Unfortunately, the story of hardship did not end there for our golden eagles. In the 1950s, our old foe organochlorine pesticides, which caused thinning eggshells and infertility, meant that the species took a major hit, and their populations again suffered. However, once again the golden eagle managed to struggle through. Populations in Scotland began to recover and eventually, in 1969, a pair were spotted breeding in England, in the beauty of the Lake District. Sadly, this remained the only nest in England, whilst 430 breeding pairs existed elsewhere.
So, now we know the history, what is the new development in the story of the golden eagle? Well, sadly, it is not a happy one. If you have not heard the rumours, let me enlighten you, because recently news has reached us that England’s last golden eagle is feared dead. Although he has not been found so, the absence of the eagle, locally and fondly known as Eddie, has failed to appear in his usual Lake District haunt this spring. At this time of year, he would be expected to be seen building a nest in order to attract a mate.

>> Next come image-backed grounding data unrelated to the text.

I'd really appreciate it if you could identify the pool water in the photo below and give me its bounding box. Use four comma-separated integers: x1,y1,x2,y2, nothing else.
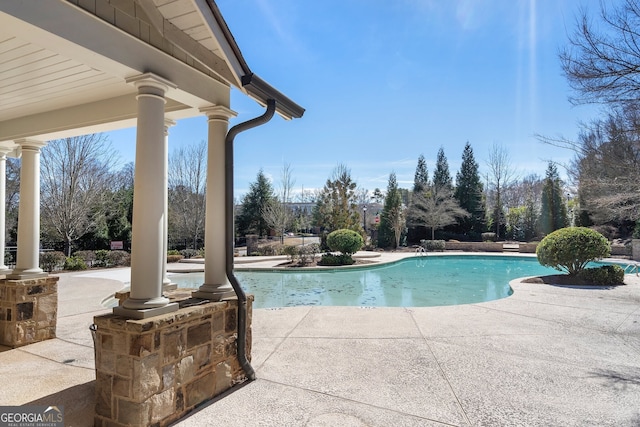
170,255,566,309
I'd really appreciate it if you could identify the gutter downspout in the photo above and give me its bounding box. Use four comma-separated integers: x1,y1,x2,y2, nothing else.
225,99,276,381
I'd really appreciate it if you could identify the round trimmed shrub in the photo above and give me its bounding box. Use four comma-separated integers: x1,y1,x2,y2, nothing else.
326,229,363,256
536,227,610,275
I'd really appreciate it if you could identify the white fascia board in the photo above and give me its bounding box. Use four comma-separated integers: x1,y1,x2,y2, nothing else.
0,95,195,143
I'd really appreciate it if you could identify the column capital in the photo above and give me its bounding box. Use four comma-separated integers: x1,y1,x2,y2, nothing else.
199,105,237,121
164,119,177,135
126,73,177,95
14,139,47,151
0,146,13,159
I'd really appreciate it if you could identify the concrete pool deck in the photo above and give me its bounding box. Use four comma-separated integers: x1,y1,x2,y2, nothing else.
1,252,639,426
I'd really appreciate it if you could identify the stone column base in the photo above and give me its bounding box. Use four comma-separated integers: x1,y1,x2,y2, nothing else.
0,276,59,347
93,295,253,427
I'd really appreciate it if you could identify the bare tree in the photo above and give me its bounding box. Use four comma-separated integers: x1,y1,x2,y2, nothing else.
575,110,640,222
5,157,20,246
262,163,295,243
40,134,118,255
561,0,640,107
407,187,468,240
486,144,517,238
168,140,207,249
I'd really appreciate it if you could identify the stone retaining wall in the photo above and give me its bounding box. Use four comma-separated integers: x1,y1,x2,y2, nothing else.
93,297,252,427
0,276,59,347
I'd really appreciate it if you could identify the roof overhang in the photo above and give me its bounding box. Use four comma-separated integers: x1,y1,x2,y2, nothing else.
0,0,303,148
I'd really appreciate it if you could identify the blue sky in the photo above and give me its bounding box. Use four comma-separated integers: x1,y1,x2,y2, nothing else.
107,0,602,197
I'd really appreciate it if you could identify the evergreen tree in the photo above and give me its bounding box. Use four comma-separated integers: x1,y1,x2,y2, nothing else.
432,147,452,196
378,172,404,248
538,162,568,235
413,154,429,193
313,164,361,233
453,142,485,237
235,170,275,238
408,155,430,242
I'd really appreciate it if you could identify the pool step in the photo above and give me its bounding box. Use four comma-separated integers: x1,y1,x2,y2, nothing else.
502,243,520,252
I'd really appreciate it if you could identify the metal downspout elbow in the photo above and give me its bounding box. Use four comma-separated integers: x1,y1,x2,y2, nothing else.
225,99,276,381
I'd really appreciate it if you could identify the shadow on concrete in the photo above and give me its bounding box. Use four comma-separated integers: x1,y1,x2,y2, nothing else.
26,381,95,426
589,368,640,390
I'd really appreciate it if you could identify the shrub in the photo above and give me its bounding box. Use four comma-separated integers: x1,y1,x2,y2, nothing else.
108,250,131,267
326,229,363,256
180,249,198,259
283,245,298,261
298,243,320,266
421,239,445,252
536,227,610,275
74,250,96,267
318,253,355,266
40,251,66,272
167,249,180,256
577,265,625,286
481,232,497,242
255,242,284,256
167,254,184,263
64,256,88,271
95,249,110,267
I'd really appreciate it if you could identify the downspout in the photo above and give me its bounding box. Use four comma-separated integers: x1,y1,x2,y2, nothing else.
225,99,276,381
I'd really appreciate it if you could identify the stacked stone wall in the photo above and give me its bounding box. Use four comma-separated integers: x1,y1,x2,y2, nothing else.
93,297,252,427
0,276,59,347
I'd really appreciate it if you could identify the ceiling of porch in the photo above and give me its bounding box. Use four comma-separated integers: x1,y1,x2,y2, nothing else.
0,0,241,150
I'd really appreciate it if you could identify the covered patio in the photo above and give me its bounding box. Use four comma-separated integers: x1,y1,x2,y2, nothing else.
0,1,302,425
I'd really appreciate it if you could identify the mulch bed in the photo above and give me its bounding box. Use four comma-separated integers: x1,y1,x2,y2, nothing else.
521,274,617,286
275,258,377,268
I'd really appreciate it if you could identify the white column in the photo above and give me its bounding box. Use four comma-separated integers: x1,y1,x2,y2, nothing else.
115,73,178,319
9,140,47,279
163,119,176,291
192,105,237,300
0,149,12,273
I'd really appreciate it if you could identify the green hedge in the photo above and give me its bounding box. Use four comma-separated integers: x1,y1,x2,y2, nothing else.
421,239,445,251
64,256,88,271
318,253,355,266
577,265,625,286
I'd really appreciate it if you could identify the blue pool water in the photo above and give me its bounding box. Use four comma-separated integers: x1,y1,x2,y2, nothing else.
170,255,569,309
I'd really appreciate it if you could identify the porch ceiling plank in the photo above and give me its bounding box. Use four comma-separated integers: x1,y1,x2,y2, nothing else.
0,53,70,82
156,0,196,20
1,70,113,102
0,64,95,95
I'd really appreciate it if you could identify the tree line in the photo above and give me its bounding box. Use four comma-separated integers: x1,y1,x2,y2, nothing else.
235,142,571,248
4,136,210,258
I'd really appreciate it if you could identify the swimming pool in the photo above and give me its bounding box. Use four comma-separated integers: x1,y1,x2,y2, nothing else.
170,255,566,309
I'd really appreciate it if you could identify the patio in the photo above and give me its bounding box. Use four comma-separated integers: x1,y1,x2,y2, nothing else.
1,254,639,426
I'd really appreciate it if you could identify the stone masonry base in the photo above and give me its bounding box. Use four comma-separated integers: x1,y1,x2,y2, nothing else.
93,296,253,427
0,276,59,347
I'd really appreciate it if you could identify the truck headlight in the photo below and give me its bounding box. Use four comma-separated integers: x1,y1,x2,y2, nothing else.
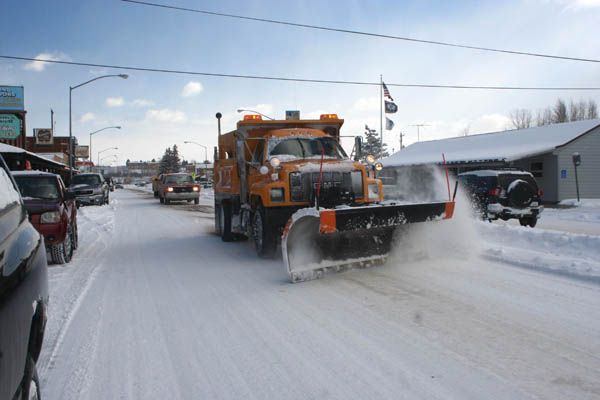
270,188,284,202
192,186,200,192
375,162,383,171
41,211,61,224
366,154,376,164
167,187,174,192
270,157,281,168
368,184,379,200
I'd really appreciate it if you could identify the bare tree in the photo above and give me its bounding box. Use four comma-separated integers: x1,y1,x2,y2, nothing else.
587,99,598,119
510,108,533,129
552,99,568,123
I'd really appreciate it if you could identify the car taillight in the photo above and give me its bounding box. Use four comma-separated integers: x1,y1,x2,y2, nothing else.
192,186,199,192
538,189,544,198
167,187,174,192
488,187,500,196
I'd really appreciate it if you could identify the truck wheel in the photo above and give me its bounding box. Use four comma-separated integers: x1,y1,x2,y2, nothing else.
19,354,40,400
159,196,164,204
165,198,171,205
221,202,234,242
252,205,277,258
71,223,79,250
194,198,199,205
215,203,222,235
153,191,158,198
51,230,71,264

The disappearance of Eddie, who has been alone since 2004 when his mate died, means that England now once again finds itself without golden eagles. Although there may be whisperings of foul play, and justified whisperings at that, it still remains perfectly possible that Eddie died from natural causes, he was after all thought to be around 20 years old, a good age for an eagle. Eddie’s story as the only golden eagle of England has been quite an attraction over the years, with many travelling across the country to catch a glimpse of him swooping low across the heather. It is unlikely that any new eagles will take over the residence here immediately, but an extensive habitat restoration project is underway to once again attract golden eagles to nest in the Haweswater area of the Lake District.
For now, the fate of this eagle, or Eddie, remains unknown. We may discover his fate in the future and we may not, but let us hope that golden eagles will return to England soon. But for now let me say Eddie the eagle, we salute you and you will be missed! Whichever form of Eddie the eagle you apply that to is up to you, but for the sake of this article, I refer to the magnificent golden form!